Q2 GAAP EPS loss of $2.91; adjusted EPS loss of $2.28.
Net sales for the second quarter of fiscal 2022 totaled $1.35 billion, a 7.6% decrease compared to $1.46 billion for the same period last year.
Comparable sales decreased 9.2% compared to the same period last year.
Inventory ended the second quarter of fiscal 2022 at $1,159.0 million.
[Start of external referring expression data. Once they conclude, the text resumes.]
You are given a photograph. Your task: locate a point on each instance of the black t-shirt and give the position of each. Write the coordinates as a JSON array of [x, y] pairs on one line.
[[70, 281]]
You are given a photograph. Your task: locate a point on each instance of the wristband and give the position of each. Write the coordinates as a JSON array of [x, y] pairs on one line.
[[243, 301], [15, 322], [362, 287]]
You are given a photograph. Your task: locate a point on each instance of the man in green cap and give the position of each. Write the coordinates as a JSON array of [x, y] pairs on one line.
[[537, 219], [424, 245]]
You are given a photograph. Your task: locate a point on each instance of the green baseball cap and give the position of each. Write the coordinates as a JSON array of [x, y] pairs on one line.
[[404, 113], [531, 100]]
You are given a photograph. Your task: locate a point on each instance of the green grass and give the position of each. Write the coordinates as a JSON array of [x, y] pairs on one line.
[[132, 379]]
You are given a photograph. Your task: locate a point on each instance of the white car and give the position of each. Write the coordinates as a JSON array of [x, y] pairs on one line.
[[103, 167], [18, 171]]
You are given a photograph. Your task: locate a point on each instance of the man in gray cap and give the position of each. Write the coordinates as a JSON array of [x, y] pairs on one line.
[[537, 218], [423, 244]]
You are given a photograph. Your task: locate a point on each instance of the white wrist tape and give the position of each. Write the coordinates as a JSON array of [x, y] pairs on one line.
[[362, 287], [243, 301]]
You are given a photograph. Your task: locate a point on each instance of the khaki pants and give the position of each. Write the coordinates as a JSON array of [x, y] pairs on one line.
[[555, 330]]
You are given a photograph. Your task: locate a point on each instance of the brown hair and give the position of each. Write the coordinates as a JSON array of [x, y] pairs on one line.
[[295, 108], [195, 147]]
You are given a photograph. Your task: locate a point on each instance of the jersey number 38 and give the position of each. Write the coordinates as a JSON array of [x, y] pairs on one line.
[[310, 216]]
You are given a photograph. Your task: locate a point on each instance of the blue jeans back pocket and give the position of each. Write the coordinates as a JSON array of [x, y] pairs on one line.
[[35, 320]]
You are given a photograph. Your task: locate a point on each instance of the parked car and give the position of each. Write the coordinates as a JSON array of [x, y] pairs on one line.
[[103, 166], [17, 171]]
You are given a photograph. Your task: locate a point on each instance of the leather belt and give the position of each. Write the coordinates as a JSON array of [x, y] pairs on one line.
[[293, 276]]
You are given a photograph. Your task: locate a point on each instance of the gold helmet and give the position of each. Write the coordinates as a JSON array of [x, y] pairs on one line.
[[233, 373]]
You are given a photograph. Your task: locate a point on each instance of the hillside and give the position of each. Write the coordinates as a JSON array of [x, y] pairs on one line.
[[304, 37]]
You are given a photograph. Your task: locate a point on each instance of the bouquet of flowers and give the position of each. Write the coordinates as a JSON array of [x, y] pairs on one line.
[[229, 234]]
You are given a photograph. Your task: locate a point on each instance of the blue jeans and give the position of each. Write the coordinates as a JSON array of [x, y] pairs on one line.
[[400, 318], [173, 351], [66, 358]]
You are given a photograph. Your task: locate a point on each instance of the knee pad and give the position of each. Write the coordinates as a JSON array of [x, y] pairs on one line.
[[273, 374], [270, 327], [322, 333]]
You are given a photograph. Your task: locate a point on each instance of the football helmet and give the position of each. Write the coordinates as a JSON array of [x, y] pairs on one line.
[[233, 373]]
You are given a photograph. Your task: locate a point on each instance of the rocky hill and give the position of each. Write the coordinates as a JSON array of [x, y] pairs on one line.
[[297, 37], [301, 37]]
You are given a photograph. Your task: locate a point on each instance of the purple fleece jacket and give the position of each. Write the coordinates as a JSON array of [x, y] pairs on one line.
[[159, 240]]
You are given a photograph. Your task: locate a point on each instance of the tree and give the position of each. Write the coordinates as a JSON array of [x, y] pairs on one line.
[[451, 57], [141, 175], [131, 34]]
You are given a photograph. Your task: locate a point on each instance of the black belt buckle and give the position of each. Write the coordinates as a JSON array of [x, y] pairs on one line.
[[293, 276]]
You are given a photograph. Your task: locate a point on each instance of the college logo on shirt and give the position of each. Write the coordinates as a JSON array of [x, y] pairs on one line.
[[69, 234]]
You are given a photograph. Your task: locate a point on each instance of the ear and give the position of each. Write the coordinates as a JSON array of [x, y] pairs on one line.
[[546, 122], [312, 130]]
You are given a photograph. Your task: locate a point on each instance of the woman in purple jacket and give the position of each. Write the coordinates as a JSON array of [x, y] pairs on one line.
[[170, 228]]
For the third quarter, the company expects one-year comps to be down in the low double-digit range. Net new stores will add about 140 bps of growth versus 2021. The company expects continued significant promotional activity in Q3, resulting in a quarter gross margin rate into the mid-30s, and that SG&A dollars will grow low single- digits to 2021. Given an atypically wide range of outcomes, the company is not providing EPS guidance at this point. The company expects a share count of approximately 28.9 million for Q3. The company is taking aggressive actions to significantly improve the gross margin rate in Q4, to a rate that is approximately in-line with the prior year quarter. In addition, the company will continue to take actions to reduce expenses.